Kingsman, The Golden Circle (Matthew Vaughn, 2017)

par Charles Foulon

Véritable suite du premier Kingsman, par ses personnages dont deux qui reviennent de manière surprenante, ce film de Matthew Vaughn pousse plus avant son exploration du genre espionnage. Mais ce qui surprend centralement, ce sont les contrastes quasi-extrêmes entre d’un côté la finesse, l’élégance des gentlemen Kingsman, et de l’autre les scènes grotesques. Il y avait déjà du grotesque dans le premier, par touches : par exemple, le dîner chez Valentine, où le raffinement suprême consistait à manger un hamburger Mac Donald avec un vin rare ; ou la scène dans l’église, partagée entre l’horreur et le grand guignol... Dans ce second opus, c’est encore autour d’un hamburger qu’est déclenchée la première scène grotesque, où l’horreur côtoie le décor rose bonbon et le sourire de la méchante du film, Poppy.

C’est une suite car Poppy est caractérisée, décrite comme une parfaite, intransigeante et efficace PDG. Son entreprise, comme dans les films de mafia, est l’envers exact des multinationales capitalistes qui dominent le monde. Dans le premier film, Valentine en était la version "légale".

C’est une suite car le film se démarque encore des James Bond, tout en s’y référant. Principalement par une mise à distance avec l’État, n’hésitant pas à le montrer (et en particulier l’État américain) comme un ennemi de la population : dans le premier film, le personnage du président des États-Unis désignait sans ambiguïté Obama ; ici, par son jeu, l’acteur évoque clairement Trump. État qui ne voit absolument aucun inconvénient, et même un avantage de la « guerre contre la drogue », à sacrifier des centaines de millions de personnes. Le film se démarque aussi des James Bond sur le fait central qu’au lieu d’un agent solitaire des services secrets d’un État, se forme à nouveau un collectif d’agents qui n’obéissent qu’à leur propre principe. La figure de Merlin, figure détournée de l’expert en accessoires « Q », est ici magnifiée par une scène héroïque saisissante.

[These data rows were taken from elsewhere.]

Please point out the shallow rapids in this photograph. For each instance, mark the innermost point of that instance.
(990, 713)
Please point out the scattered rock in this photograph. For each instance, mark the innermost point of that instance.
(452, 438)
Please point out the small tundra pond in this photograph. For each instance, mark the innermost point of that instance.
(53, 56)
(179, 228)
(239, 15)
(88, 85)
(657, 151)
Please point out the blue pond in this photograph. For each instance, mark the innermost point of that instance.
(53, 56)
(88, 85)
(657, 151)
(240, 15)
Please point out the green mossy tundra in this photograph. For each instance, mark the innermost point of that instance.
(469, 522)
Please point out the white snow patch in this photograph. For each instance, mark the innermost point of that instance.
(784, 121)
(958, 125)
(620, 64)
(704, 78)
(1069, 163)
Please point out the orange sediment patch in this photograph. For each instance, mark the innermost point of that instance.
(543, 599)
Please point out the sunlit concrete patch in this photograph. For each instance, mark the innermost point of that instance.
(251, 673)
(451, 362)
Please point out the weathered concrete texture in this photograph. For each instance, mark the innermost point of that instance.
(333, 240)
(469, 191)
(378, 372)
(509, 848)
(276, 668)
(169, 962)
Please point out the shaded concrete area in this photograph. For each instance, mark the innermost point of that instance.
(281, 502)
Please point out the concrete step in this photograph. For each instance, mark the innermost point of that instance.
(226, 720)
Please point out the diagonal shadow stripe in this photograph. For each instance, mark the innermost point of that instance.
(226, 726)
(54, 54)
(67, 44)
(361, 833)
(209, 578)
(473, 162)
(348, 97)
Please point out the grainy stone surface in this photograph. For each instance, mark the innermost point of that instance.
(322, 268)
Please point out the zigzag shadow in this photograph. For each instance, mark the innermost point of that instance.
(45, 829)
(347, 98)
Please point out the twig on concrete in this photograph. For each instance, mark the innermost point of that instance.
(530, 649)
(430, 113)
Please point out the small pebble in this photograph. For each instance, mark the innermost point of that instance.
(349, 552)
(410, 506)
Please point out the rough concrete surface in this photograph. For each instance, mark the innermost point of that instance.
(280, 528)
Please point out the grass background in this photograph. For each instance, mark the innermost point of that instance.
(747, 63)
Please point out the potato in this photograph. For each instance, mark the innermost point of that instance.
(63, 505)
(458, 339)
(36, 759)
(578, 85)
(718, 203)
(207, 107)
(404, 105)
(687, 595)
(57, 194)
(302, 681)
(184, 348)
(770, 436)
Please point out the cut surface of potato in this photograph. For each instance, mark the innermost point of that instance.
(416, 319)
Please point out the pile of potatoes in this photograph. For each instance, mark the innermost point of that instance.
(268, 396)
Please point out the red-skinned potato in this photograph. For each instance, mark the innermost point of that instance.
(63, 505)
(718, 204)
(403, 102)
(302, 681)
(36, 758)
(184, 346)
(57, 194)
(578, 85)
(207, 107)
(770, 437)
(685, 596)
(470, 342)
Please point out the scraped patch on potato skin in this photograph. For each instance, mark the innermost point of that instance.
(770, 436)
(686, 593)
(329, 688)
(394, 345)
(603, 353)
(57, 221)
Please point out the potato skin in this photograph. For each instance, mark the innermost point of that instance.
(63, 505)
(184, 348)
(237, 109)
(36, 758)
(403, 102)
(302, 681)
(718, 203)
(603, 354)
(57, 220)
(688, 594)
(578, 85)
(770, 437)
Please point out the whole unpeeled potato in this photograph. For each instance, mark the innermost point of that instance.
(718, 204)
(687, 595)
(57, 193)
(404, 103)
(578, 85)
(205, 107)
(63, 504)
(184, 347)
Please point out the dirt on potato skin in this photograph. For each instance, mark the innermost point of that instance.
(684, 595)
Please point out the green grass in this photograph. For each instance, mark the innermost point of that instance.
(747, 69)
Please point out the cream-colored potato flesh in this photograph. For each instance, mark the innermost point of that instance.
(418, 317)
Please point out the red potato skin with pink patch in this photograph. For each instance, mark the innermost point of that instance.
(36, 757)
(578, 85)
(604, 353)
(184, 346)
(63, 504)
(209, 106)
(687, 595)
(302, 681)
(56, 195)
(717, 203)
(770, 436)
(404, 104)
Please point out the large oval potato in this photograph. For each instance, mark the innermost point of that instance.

C’est une suite car le film met à distance toute tentation sentimentale (même légitime) par un humour franc (voir la scène où Merlin et Eggsy portent des toasts), et par une mise en avant, en toutes circonstances, de la mission, qui est de sauver le monde. Mission guidée comme dans le premier film, par un principe simple : la vie des gens compte, quels qu’ils soient. Mission qui devient une cause.

C’est également une suite par son appel au conte : alors que dans le premier, il y avait quelque chose d’Alice au pays des merveilles (les miroirs, passer à travers, descendre au fond du terrier, devenir plus grand…), on est plutôt ici chez Hansel et Gretel. La méchante Poppy menace la population mondiale en l’attirant par ses "douceurs empoisonnées" ; elle n’hésite pas, telle une sorcière, à obliger ses agents à devenir cannibale. Conte également car le prolétaire Eggsy continue son histoire d’amour, à la fois passionnée et rationnelle, avec une princesse royale. Princesse dont les liens indéfectibles avec le peuple signent la vraie noblesse.

C’est une suite, enfin, car ce second Kingsman propose une image enthousiasmante de la jeunesse ; jeunesse trop souvent dénigrée. Langage, cascades, courses poursuites de voitures, vitesse extrême, mise en scène vertigineuse : c’est un film "rock-n-roll", qui montre qu’on peut être jeune, et être un véritable gentleman. Dans le premier film, le personnage d’Harry Hart rappelait cette formule d’Hemingway : "La vraie noblesse n’est pas d’être supérieur aux autres ; la vraie noblesse, c’est être supérieur à ce qu’on était auparavant". Ce Golden Circle, dans la continuité du thème de l’éducation et de la transmission, non de valeurs, mais de principes, reste ouvertement fidèle à ce credo. Il en renouvelle son adresse affirmative et enthousiaste à la jeunesse d’aujourd’hui.